ATI RN
Multi Dimensional Care | Final Exam
1. What is correct about a nursing diagnosis?
- A. It is a human response to disease, injury, or other stressors.
- B. It remains constant as long as the disease is present.
- C. It is a way to identify pathology.
- D. It is a disease, illness, or injury.
Correct answer: A
Rationale: A nursing diagnosis is a clinical judgment about individual, family, or community responses to actual or potential health problems or life processes. Choice A is correct because it identifies nursing diagnosis as related to human responses to health conditions or life processes. Choice B is incorrect because nursing diagnoses can change as the patient's condition changes. Choice C is incorrect because a nursing diagnosis is about responses, not just identifying pathology. Choice D is incorrect because a nursing diagnosis is not the same as a disease, illness, or injury; it is a statement about the patient's response to these conditions.
2. The client states, “the doctor says I am nearsighted. I do not get it.” What would be the best response by the nurse?
- A. I am sorry you did not understand. Would you like a different doctor?
- B. Nearsighted, or myopia means that you have difficulty seeing things at a distance.

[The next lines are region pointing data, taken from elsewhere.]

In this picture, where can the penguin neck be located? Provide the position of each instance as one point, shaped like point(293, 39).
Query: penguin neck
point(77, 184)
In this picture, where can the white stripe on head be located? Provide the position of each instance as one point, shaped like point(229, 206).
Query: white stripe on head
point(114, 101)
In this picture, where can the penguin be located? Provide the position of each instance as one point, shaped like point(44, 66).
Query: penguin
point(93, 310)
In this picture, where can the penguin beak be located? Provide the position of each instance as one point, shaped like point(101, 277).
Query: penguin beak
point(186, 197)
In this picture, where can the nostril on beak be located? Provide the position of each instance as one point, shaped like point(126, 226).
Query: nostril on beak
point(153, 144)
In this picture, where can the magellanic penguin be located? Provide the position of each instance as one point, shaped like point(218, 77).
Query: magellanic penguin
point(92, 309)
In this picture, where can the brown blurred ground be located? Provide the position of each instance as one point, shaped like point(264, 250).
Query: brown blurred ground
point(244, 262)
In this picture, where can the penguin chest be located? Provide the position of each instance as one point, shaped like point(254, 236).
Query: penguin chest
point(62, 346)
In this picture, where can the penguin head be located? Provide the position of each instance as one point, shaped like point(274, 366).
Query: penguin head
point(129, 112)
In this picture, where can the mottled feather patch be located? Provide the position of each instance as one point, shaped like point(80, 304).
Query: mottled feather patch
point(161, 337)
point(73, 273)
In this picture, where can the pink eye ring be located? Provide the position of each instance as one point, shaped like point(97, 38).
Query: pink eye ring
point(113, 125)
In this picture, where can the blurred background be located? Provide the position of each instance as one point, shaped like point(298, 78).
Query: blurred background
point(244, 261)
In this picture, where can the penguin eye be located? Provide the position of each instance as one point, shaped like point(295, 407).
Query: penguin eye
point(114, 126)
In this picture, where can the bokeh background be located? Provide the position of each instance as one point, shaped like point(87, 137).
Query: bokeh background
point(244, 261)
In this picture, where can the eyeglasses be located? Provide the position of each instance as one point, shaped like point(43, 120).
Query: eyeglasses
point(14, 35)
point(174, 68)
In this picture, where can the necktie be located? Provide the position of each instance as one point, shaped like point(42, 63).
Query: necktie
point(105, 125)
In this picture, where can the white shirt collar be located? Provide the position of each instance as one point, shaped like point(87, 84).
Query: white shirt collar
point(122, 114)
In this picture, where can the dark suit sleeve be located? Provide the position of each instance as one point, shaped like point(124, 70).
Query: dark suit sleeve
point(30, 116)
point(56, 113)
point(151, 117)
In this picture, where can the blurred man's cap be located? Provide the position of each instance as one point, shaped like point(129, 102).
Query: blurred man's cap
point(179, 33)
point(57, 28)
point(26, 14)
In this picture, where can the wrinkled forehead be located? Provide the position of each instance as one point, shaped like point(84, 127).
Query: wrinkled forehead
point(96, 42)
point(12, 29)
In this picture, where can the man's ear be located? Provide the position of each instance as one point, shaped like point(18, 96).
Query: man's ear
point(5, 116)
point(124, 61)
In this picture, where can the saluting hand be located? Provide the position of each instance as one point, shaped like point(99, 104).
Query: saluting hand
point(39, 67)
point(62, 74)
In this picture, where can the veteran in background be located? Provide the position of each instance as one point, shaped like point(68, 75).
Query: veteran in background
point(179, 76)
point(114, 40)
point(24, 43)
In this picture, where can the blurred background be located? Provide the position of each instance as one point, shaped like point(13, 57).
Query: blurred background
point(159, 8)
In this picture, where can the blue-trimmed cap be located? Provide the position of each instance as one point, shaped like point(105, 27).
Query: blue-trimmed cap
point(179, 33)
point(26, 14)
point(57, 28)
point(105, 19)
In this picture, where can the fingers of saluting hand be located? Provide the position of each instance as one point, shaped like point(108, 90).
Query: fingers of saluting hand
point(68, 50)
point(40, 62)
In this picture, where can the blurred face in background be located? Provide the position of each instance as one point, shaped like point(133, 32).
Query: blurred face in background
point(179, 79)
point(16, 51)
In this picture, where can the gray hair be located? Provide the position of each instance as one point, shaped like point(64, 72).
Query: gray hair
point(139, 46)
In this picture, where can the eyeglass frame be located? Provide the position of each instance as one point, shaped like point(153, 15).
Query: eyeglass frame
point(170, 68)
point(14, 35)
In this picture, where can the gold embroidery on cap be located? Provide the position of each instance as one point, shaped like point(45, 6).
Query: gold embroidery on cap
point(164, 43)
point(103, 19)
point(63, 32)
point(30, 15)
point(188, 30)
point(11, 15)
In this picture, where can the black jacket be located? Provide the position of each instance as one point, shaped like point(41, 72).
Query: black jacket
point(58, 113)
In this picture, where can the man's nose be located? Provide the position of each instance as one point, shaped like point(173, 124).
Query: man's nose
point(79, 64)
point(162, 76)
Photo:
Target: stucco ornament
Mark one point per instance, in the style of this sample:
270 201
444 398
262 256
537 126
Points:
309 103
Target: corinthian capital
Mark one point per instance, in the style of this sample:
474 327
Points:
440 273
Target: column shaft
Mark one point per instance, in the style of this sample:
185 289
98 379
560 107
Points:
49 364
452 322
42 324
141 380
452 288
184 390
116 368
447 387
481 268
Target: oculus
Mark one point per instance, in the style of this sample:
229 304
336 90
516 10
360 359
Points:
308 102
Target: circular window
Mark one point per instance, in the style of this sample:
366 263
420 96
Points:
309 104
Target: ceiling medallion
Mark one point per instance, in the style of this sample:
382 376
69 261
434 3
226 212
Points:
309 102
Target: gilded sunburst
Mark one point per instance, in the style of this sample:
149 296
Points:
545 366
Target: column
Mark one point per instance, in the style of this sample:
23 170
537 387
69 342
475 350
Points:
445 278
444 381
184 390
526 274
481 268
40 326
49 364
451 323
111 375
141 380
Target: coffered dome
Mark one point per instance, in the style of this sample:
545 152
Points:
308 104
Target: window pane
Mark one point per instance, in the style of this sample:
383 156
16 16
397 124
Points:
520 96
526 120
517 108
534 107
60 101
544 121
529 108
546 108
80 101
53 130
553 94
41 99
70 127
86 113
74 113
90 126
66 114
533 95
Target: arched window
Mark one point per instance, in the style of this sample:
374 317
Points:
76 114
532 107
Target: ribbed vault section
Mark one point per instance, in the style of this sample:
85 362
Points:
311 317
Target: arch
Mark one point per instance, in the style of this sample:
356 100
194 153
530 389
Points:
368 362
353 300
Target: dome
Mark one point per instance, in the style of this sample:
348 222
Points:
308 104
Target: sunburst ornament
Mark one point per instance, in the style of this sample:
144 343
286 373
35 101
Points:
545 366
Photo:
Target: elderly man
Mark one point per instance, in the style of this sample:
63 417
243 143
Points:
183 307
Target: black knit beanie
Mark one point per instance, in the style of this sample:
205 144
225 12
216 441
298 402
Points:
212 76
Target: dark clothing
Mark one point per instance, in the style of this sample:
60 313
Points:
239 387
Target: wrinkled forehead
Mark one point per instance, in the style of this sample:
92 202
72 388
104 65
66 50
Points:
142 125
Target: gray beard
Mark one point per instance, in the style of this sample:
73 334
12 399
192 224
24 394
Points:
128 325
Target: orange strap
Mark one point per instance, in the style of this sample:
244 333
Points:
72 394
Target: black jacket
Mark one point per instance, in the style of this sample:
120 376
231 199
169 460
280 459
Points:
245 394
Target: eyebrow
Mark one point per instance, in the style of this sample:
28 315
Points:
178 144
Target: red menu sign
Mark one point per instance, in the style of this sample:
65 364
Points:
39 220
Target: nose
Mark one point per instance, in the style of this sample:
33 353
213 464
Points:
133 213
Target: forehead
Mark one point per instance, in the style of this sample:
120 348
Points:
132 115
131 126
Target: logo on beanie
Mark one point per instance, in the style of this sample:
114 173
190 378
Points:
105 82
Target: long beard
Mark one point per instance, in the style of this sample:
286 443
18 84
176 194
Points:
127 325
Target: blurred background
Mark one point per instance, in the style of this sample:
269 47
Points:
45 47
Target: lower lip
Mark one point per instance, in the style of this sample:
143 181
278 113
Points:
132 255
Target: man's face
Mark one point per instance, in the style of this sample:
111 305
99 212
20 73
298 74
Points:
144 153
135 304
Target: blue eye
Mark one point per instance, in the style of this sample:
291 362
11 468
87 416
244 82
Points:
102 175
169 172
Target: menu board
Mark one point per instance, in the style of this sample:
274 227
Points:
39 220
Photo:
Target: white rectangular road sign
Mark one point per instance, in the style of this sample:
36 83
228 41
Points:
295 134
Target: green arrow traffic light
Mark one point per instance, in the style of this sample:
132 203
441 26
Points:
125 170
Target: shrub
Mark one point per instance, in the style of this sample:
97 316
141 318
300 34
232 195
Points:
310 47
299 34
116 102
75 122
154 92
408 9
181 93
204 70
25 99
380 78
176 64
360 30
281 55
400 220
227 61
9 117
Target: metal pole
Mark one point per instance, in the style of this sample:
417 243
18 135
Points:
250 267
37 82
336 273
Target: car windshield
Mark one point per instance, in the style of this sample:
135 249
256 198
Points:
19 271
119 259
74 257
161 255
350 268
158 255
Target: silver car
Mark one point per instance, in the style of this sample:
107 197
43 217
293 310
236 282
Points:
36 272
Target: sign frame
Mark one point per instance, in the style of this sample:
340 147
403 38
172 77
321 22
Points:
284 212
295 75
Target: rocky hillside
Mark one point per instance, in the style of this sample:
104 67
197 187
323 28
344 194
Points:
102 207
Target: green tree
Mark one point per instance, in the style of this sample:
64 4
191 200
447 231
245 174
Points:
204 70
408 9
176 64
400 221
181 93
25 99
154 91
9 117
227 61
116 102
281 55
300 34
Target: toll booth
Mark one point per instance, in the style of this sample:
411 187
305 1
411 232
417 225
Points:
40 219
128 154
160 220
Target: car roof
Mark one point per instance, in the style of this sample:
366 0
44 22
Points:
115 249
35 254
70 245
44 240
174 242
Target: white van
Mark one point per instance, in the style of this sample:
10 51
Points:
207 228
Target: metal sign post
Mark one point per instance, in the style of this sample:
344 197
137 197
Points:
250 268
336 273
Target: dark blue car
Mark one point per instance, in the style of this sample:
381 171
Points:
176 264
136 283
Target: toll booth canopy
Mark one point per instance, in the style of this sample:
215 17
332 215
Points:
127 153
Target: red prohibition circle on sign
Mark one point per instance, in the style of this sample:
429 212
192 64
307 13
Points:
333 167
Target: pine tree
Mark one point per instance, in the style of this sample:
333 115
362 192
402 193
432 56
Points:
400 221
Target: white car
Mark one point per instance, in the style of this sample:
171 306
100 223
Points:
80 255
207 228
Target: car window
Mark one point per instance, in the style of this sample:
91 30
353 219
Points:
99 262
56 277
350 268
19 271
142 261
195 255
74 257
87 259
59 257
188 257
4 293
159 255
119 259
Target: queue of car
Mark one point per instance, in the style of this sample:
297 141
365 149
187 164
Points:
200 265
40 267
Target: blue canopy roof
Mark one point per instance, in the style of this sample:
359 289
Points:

- C. You will need to have glasses.
- D. This means you won’t ever need glasses.
Correct answer: B
Rationale: The correct response is to explain to the client what nearsightedness means, which is having difficulty seeing distant objects, as known as myopia. Choice A is not helpful as changing doctors is not necessary for this situation. Choice C is premature as wearing glasses is a possible solution but not the only one. Choice D is incorrect as nearsightedness (myopia) often requires glasses for correction.
3. The goal for a client with impaired mobility is to prevent atelectasis. What nursing intervention would best help the client meet this goal?
- A. Assist the client to orthopneic position
- B. Offer a protein rich diet
- C. Offer the client a bedpan for toileting
- D. Turn the client every 4 hours
Correct answer: A
Rationale: The orthopneic position helps improve lung expansion, reducing the risk of atelectasis.
4. A nurse is teaching a client how to follow a low-purine diet as prescribed by the provider for the management of gout. What statement by the client indicates a correct understanding of the teaching?
- A. "I should choose red meat instead of poultry."?
- B. "I should avoid eating liver and other organ meats."?
- C. I can drink only white wine."?
- D. "I will need to limit the number of fruit servings each day."?
Correct answer: B
Rationale:
5. A client with a diagnosis of Human Immunodeficiency Virus develops pneumonia. What type of infection is this?
- A. An opportunistic infection
- B. A root cause infection
- C. A pathogenic infection
- D. A nosocomial infection
Correct answer: A
Rationale: The correct answer is A: An opportunistic infection. In patients with Human Immunodeficiency Virus (HIV), infections like pneumonia are considered opportunistic because they take advantage of a weakened immune system. Option B, root cause infection, is incorrect as it does not describe the nature of the infection in relation to the patient's condition. Option C, pathogenic infection, is incorrect because while pneumonia is caused by pathogens, in the context of HIV, it is specifically termed as an opportunistic infection. Option D, nosocomial infection, is also incorrect as it refers to infections acquired in a healthcare setting, not related to the patient's HIV status.